Referring to fig. 4 and 5, fig. 5 is an enlarged view of the second dielectric layer 112 shown in fig. 4 in a region B, and after the plasma treatment, the surface of the first dielectric layer 111 and the second dielectric layer 112 are respectively activated.
Referring to fig. 6 and 7, fig. 7 is an enlarged view of the second dielectric layer 112 and the first dielectric layer 111 shown in fig. 6 in the region C, and after the activation process, the first wafer 101 and the second wafer 102 are bonded together; after the bonding, high-temperature treatment is performed to bond the first wafer 101 and the second wafer 102.
In the above method, plasma having a certain energy can activate and break the covalent bonds on the surfaces of the first dielectric layer 111 and the second dielectric layer 112 by plasma treatment, thereby causing bond breakage. The material of the first dielectric layer 111 and the second dielectric layer 112 is usually silicon oxide, so after bond breaking, Si — O groups are formed on the surface of the first wafer 101 and the surface of the second wafer 102, respectively. The activation process typically employs deionized water that is capable of reacting with Si-O groups to form Si-OH groups on the surfaces of the first wafer 101 and the second wafer 102. Under the high temperature condition, the Si-OH groups of the first wafer 101 and the Si-OH groups on the surface of the second wafer 102 react, so that bonding occurs between the first wafer 101 and the second wafer 102.

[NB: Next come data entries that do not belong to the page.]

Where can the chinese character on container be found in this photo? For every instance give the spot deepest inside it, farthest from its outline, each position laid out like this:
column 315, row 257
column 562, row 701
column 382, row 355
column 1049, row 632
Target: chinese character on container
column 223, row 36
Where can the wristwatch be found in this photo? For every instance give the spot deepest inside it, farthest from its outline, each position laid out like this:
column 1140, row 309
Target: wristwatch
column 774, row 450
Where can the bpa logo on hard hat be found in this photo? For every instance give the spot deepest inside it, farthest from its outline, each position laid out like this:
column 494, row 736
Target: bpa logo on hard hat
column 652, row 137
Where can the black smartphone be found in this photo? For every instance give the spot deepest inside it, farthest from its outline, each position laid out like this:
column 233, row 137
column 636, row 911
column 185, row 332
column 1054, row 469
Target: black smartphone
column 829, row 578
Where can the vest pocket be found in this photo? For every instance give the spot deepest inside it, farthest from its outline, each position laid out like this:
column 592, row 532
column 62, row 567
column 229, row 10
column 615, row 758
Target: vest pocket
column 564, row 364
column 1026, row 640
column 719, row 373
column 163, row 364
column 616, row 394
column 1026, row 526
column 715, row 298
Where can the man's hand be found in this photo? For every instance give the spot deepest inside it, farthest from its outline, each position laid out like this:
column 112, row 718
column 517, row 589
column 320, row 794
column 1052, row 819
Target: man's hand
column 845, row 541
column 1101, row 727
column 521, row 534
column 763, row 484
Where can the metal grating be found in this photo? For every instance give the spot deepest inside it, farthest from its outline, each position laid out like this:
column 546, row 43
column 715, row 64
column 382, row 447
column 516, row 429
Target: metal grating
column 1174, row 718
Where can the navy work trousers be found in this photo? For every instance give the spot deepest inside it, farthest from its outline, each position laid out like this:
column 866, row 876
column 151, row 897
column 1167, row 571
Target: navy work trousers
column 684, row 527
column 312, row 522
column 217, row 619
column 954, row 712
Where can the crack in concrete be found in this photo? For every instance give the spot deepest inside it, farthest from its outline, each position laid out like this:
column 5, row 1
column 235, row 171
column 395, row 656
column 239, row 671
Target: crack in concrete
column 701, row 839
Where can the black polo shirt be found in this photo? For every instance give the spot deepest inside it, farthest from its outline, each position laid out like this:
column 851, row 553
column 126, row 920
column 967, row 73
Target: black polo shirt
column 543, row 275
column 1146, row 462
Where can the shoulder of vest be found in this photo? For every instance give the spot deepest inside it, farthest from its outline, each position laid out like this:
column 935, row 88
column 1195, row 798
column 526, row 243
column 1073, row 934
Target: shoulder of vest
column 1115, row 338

However, since the number of Si-OH groups on the surface of the first wafer 101 and the surface of the second wafer 102 cannot be known, and the number of Si-OH groups is directly related to the subsequent bonding energy, the bonding effect between the subsequent first wafer 101 and the second wafer 102 cannot be known, which is likely to result in low yield of the final product.

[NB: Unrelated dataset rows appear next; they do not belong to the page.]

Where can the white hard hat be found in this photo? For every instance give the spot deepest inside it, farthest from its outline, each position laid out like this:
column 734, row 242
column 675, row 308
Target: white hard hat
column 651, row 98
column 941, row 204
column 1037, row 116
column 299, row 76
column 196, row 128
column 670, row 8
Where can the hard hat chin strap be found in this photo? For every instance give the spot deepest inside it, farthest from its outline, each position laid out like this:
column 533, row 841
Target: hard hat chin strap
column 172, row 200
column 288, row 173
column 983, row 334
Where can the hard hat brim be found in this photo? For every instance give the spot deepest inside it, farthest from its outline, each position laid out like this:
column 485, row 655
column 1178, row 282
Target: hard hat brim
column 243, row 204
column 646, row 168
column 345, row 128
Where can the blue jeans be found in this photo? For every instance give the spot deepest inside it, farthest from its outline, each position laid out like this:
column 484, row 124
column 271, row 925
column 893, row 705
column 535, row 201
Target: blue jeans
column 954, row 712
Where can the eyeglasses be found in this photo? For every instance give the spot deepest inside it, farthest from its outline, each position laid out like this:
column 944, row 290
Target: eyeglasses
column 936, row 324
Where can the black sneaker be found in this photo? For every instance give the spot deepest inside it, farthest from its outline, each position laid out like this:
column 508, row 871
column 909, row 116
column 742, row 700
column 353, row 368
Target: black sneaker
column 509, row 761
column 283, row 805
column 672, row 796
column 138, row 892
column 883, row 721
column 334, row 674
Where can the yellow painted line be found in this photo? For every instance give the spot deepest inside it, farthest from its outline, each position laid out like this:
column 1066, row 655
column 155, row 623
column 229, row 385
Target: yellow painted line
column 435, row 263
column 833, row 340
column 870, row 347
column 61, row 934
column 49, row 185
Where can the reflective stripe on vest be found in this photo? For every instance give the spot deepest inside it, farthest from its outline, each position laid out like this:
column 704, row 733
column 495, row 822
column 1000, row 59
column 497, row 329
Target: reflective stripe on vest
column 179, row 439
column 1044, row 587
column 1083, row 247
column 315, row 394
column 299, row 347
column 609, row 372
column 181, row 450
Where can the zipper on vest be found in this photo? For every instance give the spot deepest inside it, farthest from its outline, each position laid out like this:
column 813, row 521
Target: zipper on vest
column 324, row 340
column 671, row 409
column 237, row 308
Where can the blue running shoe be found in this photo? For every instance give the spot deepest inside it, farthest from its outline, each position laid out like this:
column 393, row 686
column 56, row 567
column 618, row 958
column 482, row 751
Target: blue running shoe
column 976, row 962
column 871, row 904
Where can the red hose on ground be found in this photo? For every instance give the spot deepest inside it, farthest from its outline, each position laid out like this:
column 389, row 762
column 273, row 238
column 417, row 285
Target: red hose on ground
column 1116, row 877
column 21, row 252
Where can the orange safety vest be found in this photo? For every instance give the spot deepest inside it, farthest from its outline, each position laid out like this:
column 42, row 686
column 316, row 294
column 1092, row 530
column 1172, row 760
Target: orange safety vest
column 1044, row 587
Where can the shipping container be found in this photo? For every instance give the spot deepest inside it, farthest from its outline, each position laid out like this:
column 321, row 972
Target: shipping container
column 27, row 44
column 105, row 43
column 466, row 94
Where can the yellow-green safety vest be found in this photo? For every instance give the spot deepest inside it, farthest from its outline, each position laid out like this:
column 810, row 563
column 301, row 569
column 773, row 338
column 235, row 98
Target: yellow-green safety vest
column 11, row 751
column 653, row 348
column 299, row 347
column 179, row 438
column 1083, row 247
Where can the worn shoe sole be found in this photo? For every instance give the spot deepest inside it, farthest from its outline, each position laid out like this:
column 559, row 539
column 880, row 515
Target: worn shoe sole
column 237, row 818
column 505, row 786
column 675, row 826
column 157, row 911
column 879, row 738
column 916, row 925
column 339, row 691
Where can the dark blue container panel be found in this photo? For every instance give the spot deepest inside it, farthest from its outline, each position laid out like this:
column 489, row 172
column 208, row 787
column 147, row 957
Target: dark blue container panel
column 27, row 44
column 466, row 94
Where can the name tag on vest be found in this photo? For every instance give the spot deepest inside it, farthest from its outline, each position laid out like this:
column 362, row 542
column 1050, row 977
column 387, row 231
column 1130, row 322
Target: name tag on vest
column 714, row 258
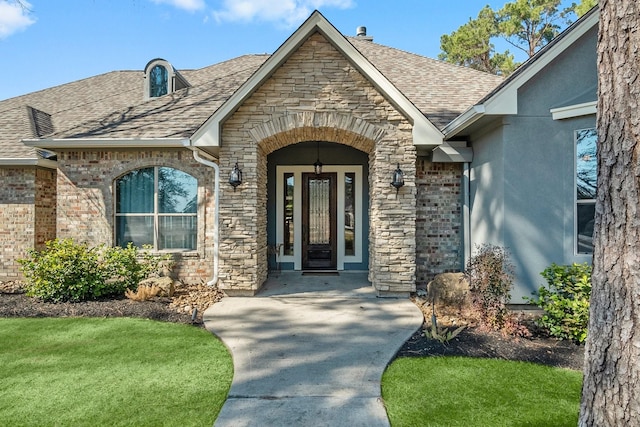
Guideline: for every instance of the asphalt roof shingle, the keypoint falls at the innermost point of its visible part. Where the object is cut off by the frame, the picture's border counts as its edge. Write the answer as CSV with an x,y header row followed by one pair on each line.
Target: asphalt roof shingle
x,y
112,105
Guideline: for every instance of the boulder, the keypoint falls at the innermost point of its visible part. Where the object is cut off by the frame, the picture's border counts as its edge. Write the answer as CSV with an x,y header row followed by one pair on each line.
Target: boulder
x,y
166,285
448,289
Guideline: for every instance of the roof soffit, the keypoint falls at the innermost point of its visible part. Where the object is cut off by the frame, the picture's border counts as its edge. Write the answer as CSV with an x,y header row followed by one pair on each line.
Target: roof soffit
x,y
424,132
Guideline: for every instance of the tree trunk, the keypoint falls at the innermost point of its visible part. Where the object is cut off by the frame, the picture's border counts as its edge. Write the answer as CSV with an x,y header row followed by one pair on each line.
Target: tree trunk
x,y
611,390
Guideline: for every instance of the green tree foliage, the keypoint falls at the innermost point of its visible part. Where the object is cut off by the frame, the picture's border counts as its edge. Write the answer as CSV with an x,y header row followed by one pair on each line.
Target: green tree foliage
x,y
584,6
528,25
470,46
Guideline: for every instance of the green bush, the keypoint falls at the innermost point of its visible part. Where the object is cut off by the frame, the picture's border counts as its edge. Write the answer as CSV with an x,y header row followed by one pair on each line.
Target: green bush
x,y
68,271
490,274
565,301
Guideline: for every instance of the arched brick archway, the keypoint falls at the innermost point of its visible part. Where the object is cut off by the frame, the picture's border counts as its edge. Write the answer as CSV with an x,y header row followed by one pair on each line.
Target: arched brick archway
x,y
244,250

In order to solve the technical problem, an embodiment of the present invention provides a method for detecting a bond breaking strength of a wafer, including: providing a first wafer; performing bond breaking treatment on the surface of the first wafer to enable the surface of the first wafer to have a first group; adding a trapping agent on the surface of the first wafer, and reacting a first group on the surface of the first wafer with the trapping agent to form a reaction product; detecting the reaction product to obtain the chemical emission intensity of the reaction product; and acquiring the first group concentration in the reaction product according to the chemical emission intensity. The method can detect the broken bond strength of the wafer, so that the detection of the bonding force strength of the wafer is achieved.

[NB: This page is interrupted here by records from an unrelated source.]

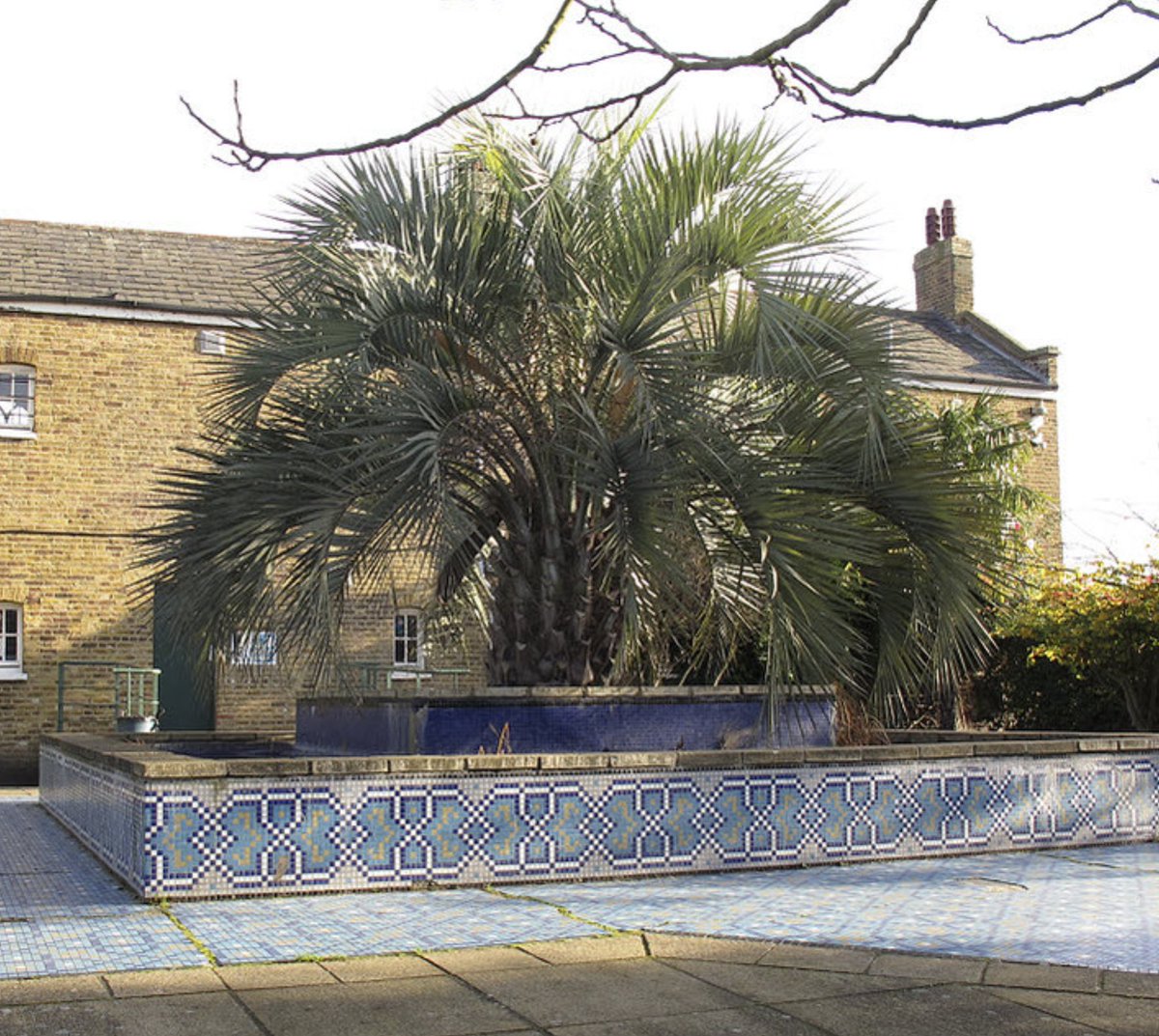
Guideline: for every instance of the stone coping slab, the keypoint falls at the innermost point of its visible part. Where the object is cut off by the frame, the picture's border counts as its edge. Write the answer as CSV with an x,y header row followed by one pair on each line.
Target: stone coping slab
x,y
146,756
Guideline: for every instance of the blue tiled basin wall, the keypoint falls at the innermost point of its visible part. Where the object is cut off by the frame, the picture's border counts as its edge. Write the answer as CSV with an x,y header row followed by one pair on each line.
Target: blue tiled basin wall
x,y
181,826
568,719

In order to make the aforementioned objects, features and advantages of the present invention comprehensible, embodiments accompanied with figures are described in detail below.
Fig. 8 to 14 are schematic diagrams illustrating steps of a method for detecting a wafer breaking strength according to an embodiment of the invention.
Referring to fig. 8, a first wafer 200 is provided.
In this embodiment, the first wafer 200 includes: the substrate comprises a substrate 201 and a dielectric layer 202 located on the surface of the substrate 201, wherein the material of the dielectric layer 202 has Si-O bonds.
The material of the substrate 201 is a semiconductor material. In this embodiment, the substrate 201 is made of silicon. In other embodiments, the material of the first substrate comprises silicon carbide, silicon germanium, a multi-component semiconductor material of group iii-v elements, silicon-on-insulator (SOI), or germanium-on-insulator. The multielement semiconductor material formed by III-V group elements comprises InP, GaAs, GaP, InAs, InSb, InGaAs or InGaAsP.
In an embodiment, the material of the dielectric layer 202 is silicon oxide.
The process for forming the dielectric layer 202 includes: a thermal oxidation process or a chemical vapor deposition process.
In this embodiment, the process of forming the dielectric layer 202 is a thermal oxidation process.
And then, carrying out bond breaking treatment on the surface of the first wafer to enable the surface of the first wafer to have a first group.
Referring to fig. 9, a plasma process is performed on the surface of the first wafer 200 to break the Si — O bond on the surface of the first wafer 200.
Specifically, the surface of the dielectric layer 202 on the surface of the substrate 201 is subjected to plasma treatment.
The process parameters of the plasma treatment comprise: the energy range is 25-150W, and the process time is 0-60 s.
In this embodiment, the entire surface of the dielectric layer 202 on the surface of the substrate 201 is subjected to plasma treatment.
Referring to fig. 10 and 11, fig. 11 is an enlarged view of the dielectric layer 202 shown in fig. 10 in a region a, and after the plasma treatment, the surface of the first wafer 200 is activated to have a first group on the surface of the first wafer 200.
The method for activating treatment comprises the following steps: the surface of the first wafer 200 is treated with deionized water, and a first group is formed on the surface of the first wafer 200.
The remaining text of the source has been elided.